Atas alasan itu juga yang semakin membuat keluarga kian gencar menyebut nama Almira. "Almira cantik kan aslinya,"ucap Gifari menyenggol lengan ku. "Lebih cantik Citra Yah,"ucapku membuatnya tergelak ringan. "Citra perawatan nya mahal. Tapi coba lihat Almira. Polos memang wajahnya tanpa apa-apa. Tapi bersih,"ucap Gifari.
"Belum tentu Yah. Kan ngga tau juga gimana aslinya. Seharusnya Aufa ngga usah datang ke sini,"ucapku. "Kamu nyesel ketemu dengan Almira? Kalo gitu menurut mu apa Almira tau kalo kamu juga mau ke sini?,"tanya Gifari. "Bukan gitu Yah. Kayak yang waktu itu Aufa bilang. Almira itu nanti jadinya wanita karier dan usianya jauh lebih muda dari Citra.
Jadi jangan terus terusan tentang Almira Yah,"ucapku. "Katanya Almira anak pedalaman. Justru orang pedalaman lebih taat dengan adat sama hukum Fa. Mereka lebih takut jadi bahan omongan tapi lebih ramah dengan orang di sekitarnya,"ucap Gifari membuatku menghela nafas pelan.
"Liat gadis itu,"ucap Gifari menunjuk dua orang gadis yang ku kenal sebagai mahasiswi ku. Mereka berjalan sepanjang tepi pantai sembari berlari kecil penuh tawa. Aku tak tau gadis itu yang tadi nyaris mati bisa menjadi se ceria itu. "Yah kalo ngga bisa Citra bisa kah selain mahasiswi ku? Kalo Ayah minta Almira, dia juga harus nunggu lulus dulu tahun depan,"ucapku.
"Kemana saja kamu selama ini? Ayah sudah cari kan dari yang guru, dosen, ustadzah, ngga ada pekerjaan juga.
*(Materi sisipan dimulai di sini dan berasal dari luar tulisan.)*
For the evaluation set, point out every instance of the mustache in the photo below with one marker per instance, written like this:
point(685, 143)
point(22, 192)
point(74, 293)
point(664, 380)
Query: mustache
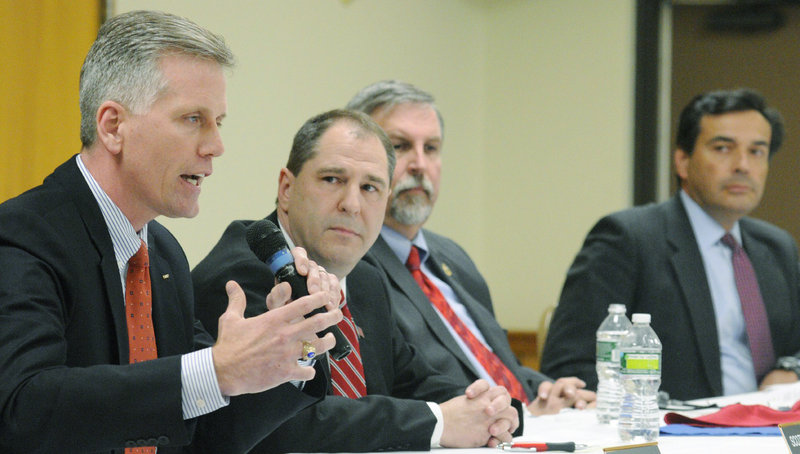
point(413, 182)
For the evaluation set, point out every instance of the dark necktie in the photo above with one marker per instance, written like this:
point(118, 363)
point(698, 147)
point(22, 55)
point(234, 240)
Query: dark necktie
point(499, 372)
point(755, 314)
point(138, 304)
point(347, 374)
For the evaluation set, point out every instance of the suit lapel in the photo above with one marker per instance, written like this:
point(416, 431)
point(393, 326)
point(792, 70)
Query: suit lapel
point(402, 279)
point(494, 337)
point(166, 307)
point(687, 263)
point(69, 176)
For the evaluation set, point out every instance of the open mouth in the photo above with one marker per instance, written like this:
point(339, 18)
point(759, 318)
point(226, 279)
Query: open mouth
point(193, 179)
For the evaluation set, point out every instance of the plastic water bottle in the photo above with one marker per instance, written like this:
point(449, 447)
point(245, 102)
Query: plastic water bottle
point(640, 373)
point(609, 388)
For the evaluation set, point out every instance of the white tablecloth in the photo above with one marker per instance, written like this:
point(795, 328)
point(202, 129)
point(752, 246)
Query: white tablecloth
point(581, 426)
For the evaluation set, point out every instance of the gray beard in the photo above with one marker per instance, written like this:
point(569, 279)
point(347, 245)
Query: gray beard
point(410, 210)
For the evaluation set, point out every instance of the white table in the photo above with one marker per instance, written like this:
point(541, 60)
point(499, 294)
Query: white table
point(581, 426)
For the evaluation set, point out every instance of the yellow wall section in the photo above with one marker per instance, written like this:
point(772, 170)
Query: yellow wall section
point(43, 46)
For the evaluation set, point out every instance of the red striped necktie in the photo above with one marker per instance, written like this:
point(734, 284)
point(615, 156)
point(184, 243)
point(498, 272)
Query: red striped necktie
point(347, 374)
point(493, 365)
point(138, 304)
point(755, 314)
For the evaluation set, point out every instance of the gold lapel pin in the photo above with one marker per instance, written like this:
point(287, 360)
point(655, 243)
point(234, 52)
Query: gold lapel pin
point(446, 270)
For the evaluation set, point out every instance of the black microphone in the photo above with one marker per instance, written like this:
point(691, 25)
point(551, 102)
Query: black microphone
point(268, 244)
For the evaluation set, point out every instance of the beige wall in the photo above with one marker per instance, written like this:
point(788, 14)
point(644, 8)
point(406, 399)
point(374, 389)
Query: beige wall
point(537, 97)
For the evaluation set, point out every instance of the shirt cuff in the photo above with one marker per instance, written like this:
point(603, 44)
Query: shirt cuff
point(200, 393)
point(300, 384)
point(439, 428)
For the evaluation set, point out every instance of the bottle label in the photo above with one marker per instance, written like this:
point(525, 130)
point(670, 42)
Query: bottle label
point(607, 352)
point(636, 363)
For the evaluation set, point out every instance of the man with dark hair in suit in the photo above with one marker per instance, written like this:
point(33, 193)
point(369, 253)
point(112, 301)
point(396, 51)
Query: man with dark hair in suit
point(331, 199)
point(99, 347)
point(455, 329)
point(722, 288)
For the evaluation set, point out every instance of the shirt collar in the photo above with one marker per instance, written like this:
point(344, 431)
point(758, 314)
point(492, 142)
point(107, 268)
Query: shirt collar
point(401, 246)
point(125, 239)
point(707, 230)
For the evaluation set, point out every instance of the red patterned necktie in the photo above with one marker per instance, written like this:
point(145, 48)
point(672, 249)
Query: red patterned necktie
point(138, 304)
point(499, 372)
point(347, 374)
point(755, 314)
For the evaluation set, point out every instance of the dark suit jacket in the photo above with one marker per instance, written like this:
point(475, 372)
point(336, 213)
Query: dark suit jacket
point(65, 385)
point(647, 258)
point(386, 419)
point(423, 327)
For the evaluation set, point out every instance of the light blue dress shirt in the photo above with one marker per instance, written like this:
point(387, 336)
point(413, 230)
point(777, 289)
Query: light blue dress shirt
point(738, 374)
point(200, 391)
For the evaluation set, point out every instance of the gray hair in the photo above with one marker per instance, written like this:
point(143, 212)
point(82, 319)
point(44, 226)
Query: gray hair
point(122, 64)
point(304, 145)
point(389, 93)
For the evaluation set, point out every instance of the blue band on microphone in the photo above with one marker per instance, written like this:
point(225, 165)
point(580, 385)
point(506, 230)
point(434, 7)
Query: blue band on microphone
point(280, 259)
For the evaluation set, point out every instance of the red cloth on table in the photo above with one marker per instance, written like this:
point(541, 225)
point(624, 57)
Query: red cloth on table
point(739, 415)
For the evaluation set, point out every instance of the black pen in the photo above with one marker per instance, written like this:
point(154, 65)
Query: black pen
point(569, 446)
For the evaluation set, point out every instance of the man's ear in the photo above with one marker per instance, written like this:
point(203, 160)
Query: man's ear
point(110, 116)
point(285, 184)
point(681, 160)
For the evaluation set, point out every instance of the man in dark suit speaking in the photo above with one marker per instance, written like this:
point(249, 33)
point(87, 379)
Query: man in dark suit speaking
point(722, 288)
point(99, 347)
point(331, 200)
point(443, 306)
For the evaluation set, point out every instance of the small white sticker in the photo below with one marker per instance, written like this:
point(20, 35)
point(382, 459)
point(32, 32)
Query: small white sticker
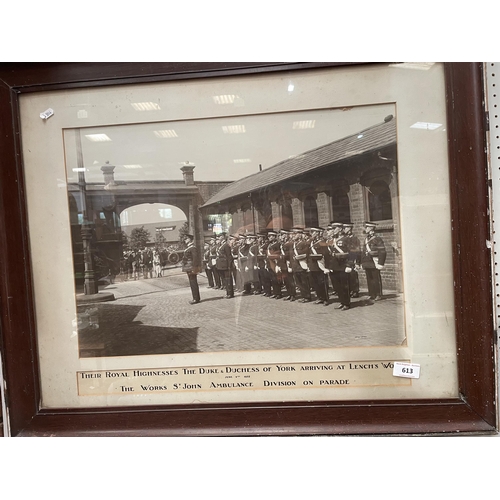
point(407, 370)
point(47, 114)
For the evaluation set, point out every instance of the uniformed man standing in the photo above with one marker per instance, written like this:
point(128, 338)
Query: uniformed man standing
point(253, 263)
point(264, 277)
point(212, 263)
point(317, 252)
point(206, 265)
point(354, 258)
point(190, 265)
point(300, 269)
point(273, 255)
point(286, 244)
point(373, 260)
point(236, 242)
point(340, 266)
point(224, 263)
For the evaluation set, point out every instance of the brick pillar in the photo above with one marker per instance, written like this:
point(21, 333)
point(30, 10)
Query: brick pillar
point(276, 210)
point(357, 205)
point(324, 205)
point(187, 172)
point(298, 213)
point(396, 243)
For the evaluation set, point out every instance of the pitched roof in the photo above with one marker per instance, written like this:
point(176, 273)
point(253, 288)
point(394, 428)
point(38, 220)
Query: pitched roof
point(367, 140)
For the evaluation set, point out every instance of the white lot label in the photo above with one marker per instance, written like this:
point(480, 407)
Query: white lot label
point(406, 370)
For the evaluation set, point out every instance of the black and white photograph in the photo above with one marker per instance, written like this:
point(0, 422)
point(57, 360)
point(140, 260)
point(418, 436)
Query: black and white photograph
point(245, 232)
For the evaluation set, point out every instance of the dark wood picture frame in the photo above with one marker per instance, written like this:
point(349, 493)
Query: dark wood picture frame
point(473, 412)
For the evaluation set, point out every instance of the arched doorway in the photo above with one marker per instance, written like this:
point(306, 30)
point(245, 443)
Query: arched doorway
point(159, 223)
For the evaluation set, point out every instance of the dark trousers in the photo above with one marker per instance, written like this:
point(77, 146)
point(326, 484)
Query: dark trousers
point(193, 283)
point(302, 279)
point(210, 277)
point(353, 281)
point(289, 284)
point(227, 278)
point(340, 283)
point(374, 282)
point(217, 277)
point(265, 280)
point(238, 279)
point(318, 284)
point(275, 283)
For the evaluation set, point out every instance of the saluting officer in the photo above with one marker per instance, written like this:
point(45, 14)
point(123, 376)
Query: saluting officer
point(373, 260)
point(190, 265)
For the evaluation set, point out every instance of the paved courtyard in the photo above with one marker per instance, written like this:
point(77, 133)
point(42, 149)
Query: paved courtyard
point(153, 316)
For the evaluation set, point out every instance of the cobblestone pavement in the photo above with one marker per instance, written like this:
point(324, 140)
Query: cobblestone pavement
point(153, 316)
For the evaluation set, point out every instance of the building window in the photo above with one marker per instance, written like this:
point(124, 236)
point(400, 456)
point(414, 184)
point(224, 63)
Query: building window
point(311, 212)
point(340, 206)
point(379, 201)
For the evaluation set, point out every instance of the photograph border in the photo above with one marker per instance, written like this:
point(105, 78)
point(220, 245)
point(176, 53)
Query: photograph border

Semua jenis sudah Ayah kenalkan tapi ngga satu pun yang nyangkut malah di luar konteks dan ngga pernah datang ke rumah. Salah siapa jadinya?,"tanya Gifari.
"Waktu itu lain cerita Yah,"ucapku. "Gitu? Sekarang pertanyaannya kamu mau nikah di umur berapa?,"tanya Gifari membuatku terdiam. "Kalo bisa besok, besok Aufa nikah Yah. Aufa juga sadar sudah hampir kepala empat paling ngga sudah ada keturunan lah biar nanti ngga terlalu tua,"ucapku. "Manut sama Ayah mau ngga,"tanya Gifari persis seperti kalimat Dimas malam itu.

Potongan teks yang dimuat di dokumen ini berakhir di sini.